Charles R. S. Shepard, an educator active in his home communities of New Haven, Conn., and Albuquerque, N.M., died Jan. 23, 2010, in Davis, Calif., from complications of Parkinson’s disease. Mr. Shepard was 82. He had lived in Davis for three years.
From 1964 to 1969, Mr. Shepard served as headmaster of Hamden Hall Country Day School, working to strengthen teaching at the school. Earlier in his career, he taught English at the Taft School in Watertown, Conn., and chaired the English Department at St. John’s School in Houston, Texas. He also served as founding headmaster of Phoenix (Ariz.) Country Day School in 1961-62.
The turbulent sixties prompted Mr. Shepard to turn his attention from private education to the struggling public-school system of New Haven, Conn. He left Hamden Hall to teach at New Haven’s Hillhouse High School from 1969 until his retirement in 1981.
Mr. Shepard, known to his friends as Chuck, grew up in Neenah, Wis. There he acquired a lifelong love of the outdoors and with it the roots of his spirituality. Chuck graduated from The Hotchkiss School in Lakeville, Conn., in 1945. He served in the Army during the European occupation and then attended Yale College, graduating in 1951. As a senior at Yale, Mr. Shepard served as president of Dwight Hall, now also known as Yale’s Center for Public Service and Social Justice. It was an organization he supported the rest of his life.
Mr. Shepard returned to Yale as a student twice more, earning a master’s degree in English in 1954 and, 30 years later, after his retirement from teaching, a master’s degree in divinity.

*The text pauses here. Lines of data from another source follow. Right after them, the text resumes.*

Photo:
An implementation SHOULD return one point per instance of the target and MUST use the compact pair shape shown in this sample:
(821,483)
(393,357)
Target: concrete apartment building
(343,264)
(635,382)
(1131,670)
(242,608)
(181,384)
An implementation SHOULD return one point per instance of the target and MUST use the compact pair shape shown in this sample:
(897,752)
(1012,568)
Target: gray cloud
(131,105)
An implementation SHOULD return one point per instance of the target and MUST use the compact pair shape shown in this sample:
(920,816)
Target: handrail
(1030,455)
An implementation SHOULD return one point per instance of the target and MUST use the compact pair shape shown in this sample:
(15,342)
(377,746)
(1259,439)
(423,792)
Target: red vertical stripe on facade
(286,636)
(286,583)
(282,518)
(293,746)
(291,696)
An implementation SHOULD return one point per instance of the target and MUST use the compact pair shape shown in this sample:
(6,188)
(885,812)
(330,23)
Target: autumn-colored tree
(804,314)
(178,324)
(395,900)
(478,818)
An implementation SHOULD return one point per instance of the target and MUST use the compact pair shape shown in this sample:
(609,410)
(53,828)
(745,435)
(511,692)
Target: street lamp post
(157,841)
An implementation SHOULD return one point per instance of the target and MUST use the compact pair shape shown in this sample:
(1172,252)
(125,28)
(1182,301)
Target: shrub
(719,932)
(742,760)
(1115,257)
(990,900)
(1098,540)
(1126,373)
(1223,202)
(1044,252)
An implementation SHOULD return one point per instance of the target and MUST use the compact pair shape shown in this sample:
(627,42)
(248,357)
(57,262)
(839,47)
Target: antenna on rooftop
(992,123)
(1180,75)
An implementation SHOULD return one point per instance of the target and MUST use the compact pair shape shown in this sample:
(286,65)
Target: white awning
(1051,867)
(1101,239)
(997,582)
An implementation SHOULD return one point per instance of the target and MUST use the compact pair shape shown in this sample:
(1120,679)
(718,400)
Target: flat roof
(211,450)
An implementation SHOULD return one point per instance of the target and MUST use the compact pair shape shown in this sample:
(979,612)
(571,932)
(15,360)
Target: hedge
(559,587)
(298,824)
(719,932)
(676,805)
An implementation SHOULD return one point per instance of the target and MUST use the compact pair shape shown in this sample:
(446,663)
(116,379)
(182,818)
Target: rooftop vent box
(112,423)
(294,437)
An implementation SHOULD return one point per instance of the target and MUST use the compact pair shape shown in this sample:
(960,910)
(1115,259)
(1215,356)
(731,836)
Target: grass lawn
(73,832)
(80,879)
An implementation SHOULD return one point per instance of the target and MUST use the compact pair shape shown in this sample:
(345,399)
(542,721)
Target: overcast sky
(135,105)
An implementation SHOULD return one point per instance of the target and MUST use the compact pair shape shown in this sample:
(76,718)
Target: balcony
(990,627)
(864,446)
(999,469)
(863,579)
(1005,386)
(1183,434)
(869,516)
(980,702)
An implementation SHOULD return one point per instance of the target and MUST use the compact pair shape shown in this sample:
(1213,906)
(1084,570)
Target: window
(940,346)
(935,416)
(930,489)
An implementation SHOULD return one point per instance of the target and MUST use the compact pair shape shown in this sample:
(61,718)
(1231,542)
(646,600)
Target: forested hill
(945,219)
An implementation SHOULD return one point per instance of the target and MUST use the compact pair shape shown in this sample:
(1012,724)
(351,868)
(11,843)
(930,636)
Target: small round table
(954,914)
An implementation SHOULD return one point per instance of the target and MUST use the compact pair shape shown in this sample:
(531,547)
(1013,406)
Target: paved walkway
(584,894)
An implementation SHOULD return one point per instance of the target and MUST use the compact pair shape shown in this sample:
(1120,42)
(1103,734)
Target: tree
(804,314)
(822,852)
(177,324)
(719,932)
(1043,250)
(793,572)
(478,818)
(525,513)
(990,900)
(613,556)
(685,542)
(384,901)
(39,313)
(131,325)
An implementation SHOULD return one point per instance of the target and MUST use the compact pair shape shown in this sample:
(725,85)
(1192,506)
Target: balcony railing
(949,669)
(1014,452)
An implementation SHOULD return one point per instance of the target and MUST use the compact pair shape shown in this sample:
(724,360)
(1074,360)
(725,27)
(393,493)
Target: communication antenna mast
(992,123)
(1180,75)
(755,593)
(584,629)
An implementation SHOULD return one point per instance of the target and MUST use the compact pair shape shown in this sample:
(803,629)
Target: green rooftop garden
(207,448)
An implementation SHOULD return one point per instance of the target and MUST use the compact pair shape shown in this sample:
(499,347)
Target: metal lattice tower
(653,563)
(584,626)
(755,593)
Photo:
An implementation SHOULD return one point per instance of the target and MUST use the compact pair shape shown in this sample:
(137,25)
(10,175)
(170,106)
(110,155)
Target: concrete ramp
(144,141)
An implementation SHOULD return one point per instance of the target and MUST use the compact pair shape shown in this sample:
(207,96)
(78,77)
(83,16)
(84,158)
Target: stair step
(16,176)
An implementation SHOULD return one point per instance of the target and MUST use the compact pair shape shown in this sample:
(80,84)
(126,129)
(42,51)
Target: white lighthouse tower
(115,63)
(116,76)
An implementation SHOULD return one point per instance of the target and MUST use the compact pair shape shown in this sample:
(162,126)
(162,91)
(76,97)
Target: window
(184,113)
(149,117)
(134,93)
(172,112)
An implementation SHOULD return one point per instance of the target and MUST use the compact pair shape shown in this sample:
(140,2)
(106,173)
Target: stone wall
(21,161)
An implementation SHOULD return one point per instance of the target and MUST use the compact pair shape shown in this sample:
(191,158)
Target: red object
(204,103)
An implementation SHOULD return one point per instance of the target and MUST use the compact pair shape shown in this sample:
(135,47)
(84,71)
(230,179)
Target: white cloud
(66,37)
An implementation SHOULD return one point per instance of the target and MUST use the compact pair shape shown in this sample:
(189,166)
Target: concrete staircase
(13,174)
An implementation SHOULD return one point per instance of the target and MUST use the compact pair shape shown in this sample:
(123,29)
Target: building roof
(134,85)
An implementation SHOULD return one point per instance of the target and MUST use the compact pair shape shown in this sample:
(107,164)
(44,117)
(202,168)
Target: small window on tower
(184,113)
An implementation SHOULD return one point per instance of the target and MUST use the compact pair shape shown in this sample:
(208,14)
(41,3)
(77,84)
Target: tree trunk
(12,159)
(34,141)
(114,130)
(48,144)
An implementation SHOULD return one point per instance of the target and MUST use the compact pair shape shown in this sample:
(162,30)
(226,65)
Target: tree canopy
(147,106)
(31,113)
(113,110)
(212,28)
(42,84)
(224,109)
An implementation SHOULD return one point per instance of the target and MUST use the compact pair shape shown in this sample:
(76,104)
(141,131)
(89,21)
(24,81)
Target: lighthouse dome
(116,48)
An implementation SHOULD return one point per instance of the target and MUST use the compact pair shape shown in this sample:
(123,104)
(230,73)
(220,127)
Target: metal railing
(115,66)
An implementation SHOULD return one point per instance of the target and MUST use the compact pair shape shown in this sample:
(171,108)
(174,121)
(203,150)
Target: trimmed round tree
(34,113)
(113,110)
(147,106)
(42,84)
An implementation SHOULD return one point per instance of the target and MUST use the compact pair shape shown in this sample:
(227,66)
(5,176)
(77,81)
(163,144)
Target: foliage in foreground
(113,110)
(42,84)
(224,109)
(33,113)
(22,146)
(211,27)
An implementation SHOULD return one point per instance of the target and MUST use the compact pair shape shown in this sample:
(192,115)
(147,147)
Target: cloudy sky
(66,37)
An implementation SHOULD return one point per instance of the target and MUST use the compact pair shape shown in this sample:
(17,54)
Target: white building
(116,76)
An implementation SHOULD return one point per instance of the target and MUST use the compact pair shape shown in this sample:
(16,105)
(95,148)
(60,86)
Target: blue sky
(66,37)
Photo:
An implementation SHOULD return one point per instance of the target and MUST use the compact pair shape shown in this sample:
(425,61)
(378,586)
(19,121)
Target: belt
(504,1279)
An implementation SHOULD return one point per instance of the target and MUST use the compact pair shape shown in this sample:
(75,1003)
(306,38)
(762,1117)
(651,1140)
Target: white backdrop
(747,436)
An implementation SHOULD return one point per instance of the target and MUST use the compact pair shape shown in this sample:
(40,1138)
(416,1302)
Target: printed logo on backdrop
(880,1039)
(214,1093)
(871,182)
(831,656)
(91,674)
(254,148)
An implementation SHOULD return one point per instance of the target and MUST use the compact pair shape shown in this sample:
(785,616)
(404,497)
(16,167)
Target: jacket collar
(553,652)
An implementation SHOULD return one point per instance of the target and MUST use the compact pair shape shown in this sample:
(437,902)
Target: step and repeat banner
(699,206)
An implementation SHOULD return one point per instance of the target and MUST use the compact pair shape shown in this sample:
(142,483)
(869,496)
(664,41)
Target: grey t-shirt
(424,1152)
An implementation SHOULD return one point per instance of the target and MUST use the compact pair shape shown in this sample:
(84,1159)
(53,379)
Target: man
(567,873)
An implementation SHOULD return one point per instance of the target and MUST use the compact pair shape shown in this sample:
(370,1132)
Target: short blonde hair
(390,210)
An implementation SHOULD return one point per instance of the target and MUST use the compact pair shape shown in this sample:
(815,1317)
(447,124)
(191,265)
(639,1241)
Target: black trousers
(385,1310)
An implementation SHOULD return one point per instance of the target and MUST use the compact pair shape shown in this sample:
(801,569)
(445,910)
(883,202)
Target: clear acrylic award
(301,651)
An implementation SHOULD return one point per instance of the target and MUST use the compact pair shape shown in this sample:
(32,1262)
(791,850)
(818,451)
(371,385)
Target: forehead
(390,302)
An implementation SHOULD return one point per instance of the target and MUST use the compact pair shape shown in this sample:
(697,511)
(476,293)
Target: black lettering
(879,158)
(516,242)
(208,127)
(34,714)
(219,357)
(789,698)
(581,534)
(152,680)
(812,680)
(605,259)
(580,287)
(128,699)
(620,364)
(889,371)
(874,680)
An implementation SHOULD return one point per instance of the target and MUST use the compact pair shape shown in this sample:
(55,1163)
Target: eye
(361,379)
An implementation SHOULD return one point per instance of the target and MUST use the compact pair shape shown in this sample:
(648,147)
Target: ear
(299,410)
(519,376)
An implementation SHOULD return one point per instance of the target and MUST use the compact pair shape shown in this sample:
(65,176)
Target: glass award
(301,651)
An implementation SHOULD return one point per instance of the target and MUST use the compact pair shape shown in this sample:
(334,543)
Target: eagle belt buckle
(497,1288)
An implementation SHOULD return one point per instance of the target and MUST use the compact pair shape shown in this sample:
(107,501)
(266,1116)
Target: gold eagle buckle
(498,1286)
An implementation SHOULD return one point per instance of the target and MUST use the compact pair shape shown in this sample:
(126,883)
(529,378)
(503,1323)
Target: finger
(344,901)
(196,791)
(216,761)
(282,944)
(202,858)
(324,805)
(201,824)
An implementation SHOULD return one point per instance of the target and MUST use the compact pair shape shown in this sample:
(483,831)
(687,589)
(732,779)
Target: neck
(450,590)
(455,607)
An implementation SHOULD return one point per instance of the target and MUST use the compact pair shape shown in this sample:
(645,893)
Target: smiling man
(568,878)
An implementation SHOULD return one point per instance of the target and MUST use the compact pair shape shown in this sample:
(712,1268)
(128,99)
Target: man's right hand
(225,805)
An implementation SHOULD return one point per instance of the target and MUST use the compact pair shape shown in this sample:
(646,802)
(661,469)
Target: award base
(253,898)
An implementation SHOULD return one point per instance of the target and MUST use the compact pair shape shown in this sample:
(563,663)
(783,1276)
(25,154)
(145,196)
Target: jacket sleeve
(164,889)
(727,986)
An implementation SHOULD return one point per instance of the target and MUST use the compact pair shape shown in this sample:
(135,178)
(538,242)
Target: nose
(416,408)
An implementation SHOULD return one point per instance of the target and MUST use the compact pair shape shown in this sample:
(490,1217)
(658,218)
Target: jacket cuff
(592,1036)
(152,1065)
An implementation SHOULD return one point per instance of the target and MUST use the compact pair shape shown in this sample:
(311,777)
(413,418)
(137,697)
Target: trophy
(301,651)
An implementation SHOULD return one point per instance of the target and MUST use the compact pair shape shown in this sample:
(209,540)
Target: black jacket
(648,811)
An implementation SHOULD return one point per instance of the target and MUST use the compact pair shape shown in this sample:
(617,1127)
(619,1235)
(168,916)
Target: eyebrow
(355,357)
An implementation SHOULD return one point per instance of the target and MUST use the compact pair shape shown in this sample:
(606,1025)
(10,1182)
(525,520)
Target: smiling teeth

During the 1980s, Mr. Shepard trained to be a psychological counselor, worked as a hospital chaplain and helped found and coordinate New Haven’s chapter of Habitat for Humanity. During his decades in the New Haven area, he also served as president of the board of Yale-in-China (now Yale-China Association), as a member of the boards of Long Wharf Theater and Neighborhood Music School, and as a member of the Mayor’s Task Force on Education.
Mr. Shepard and his wife, Derry Ann Moritz, who married in 1981, moved to Albuquerque, N.M., in 1990. They were drawn by the history, spirituality and multicultural life of the Southwest. Mr. Shepard was an active member of and served in leadership roles at the churches he attended in Connecticut and New Mexico – Trinity Church on the Green in New Haven and St. Andrew Presbyterian Church in Albuquerque.
In addition to Ms. Moritz, Mr. Shepard is survived by three children from his first marriage, Timothy C. Shepard 1970 of New York, N.Y.; Charles E. Shepard 1972 of Reno, N.V.; and Carrie Shepard of Davis, Calif,; by a stepson, Thomas Osenton of Chicago, Ill.; by six grandchildren, by his brother, Donald C. Shepard Jr. of Neenah, Wis., and by his first wife, Mary Jo Shepard of Hamden, Conn.